AWS Multi region high availability architecture for serverless stack-CodePudding

I am in process of coming up with a multi-region high availability (active-active) architecture for my product. A simplified version of our stack is that we use Lambda to implement our micro services, which are exposed as APIs using API Gateway. These micro services integrate with downstream services or databases like DynamoDB, Aurora RDS. So, '

Route 53 >> Api gateway >> Lambda >> Downstream service/Database

I am trying to figure out what is the best mechanism to configure Route 53 such that it understands any of the services in the stack fails so that it routes the incoming requests to another region. Eg if Lambda service in region-1 fails, then it is easy because I would create Health Check records pointing to these Lambdas and once they are not reachable Route 53 will itself route to next requests to region-2. However, if the downstream resource eg RDS that Lambda is dependent on fails, how will Route 53 know this so as to route the next requests to region-2?

Appreciate any pointers on this.

CodePudding user response：

It depends a bit on your envision failover setup. Let us assume you have two regions: region1,region2

Now you could have two failure scenarios:

Lambda fails in region1 => you failover to Lambda in region2
RDS fails in region1 => you failover to RDS in region2

In both cases you need to ask yourself: What I want to do. If for example, in case 1 you connect from Lambda in region2 to RDS in region1 then high region transfer costs may occur, so you may want to trigger in any case a fail-over of RDS to region2.

Note: Generally it is very advisable to not connect directly with Lambda to RDS, but use instead RDS proxy (to avoid hammering the database with requests, slowing it down etc.): https://docs.aws.amazon.com/AmazonRDS/latest/UserGuide/rds-proxy.html

Generally, with RDS these region failovers are much more complicated (can answer on that bit if needed). It is also not simply changing IP to another region, because usually you need to promote in the other region the database (cluster) as a designated node to allow write operations.

For the databases (DynamoDB, Aurora) you mentioned there is though a solution: Use Global Tables.

A simpler solution could be - depending on your application - to use DynamoDB Global Tables (see https://docs.aws.amazon.com/amazondynamodb/latest/developerguide/GlobalTables.html). However, clearly DynamoDB is not a relational database so it may not fit all cases. Nevertheless, DynamoDB works generally very good with Lambda and is also easier for cross-region replication.

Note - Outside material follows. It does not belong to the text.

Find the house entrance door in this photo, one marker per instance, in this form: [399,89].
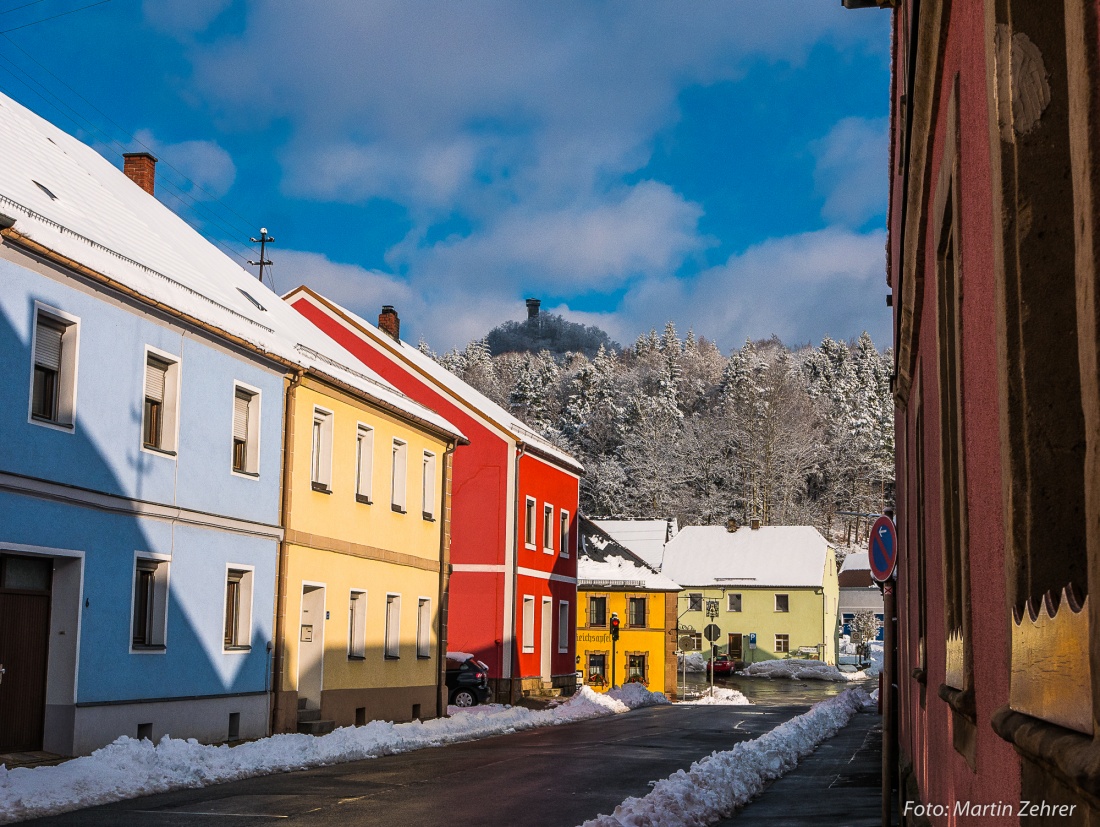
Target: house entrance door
[735,647]
[24,648]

Note: if you encrypt your data using AWS KMS CMK (recommended) then you need to have this key also available in all regions where you plan to use Global tables (see https://docs.aws.amazon.com/kms/latest/developerguide/multi-region-keys-overview.html).

Another solution could be AWS RDS Aurora Global Tables (https://docs.aws.amazon.com/AmazonRDS/latest/AuroraUserGuide/aurora-global-database.html) - those are available in multiple region and failover is thus easier (cf. https://docs.aws.amazon.com/AmazonRDS/latest/AuroraUserGuide/aurora-global-database-disaster-recovery.html).

In the Aurora case you have to detect a region failure yourself (e.g. you could have a lambda in both regions that regularly tries to connect to the current active cluster for writing) and automatically promote the cluster in the new region as primary if it is not available in the original region.

Do not forget: You need to regularly test the failover otherwise it is almost ensured that it will not work when you need it.

Generally having databases cross-regions implies transfer costs and additional resource costs compared to a single region - not only during failover, but all the time data is written.

CodePudding user response：

With this configuration, I recommend failing over the entire stack (to another Region), rather than failing over individual tiers (components) of the architecture. (This is what you seem to be saying in your question, but just making sure we are on the same page).

Your question comes down to how to configure the health check, and specifically how to implement shallow versus deep (checking dependencies like RDS) health checks.

There is an AWS Well-Architected lab that covers these concepts Implementing Health Checks and Managing Dependencies to improve Reliability.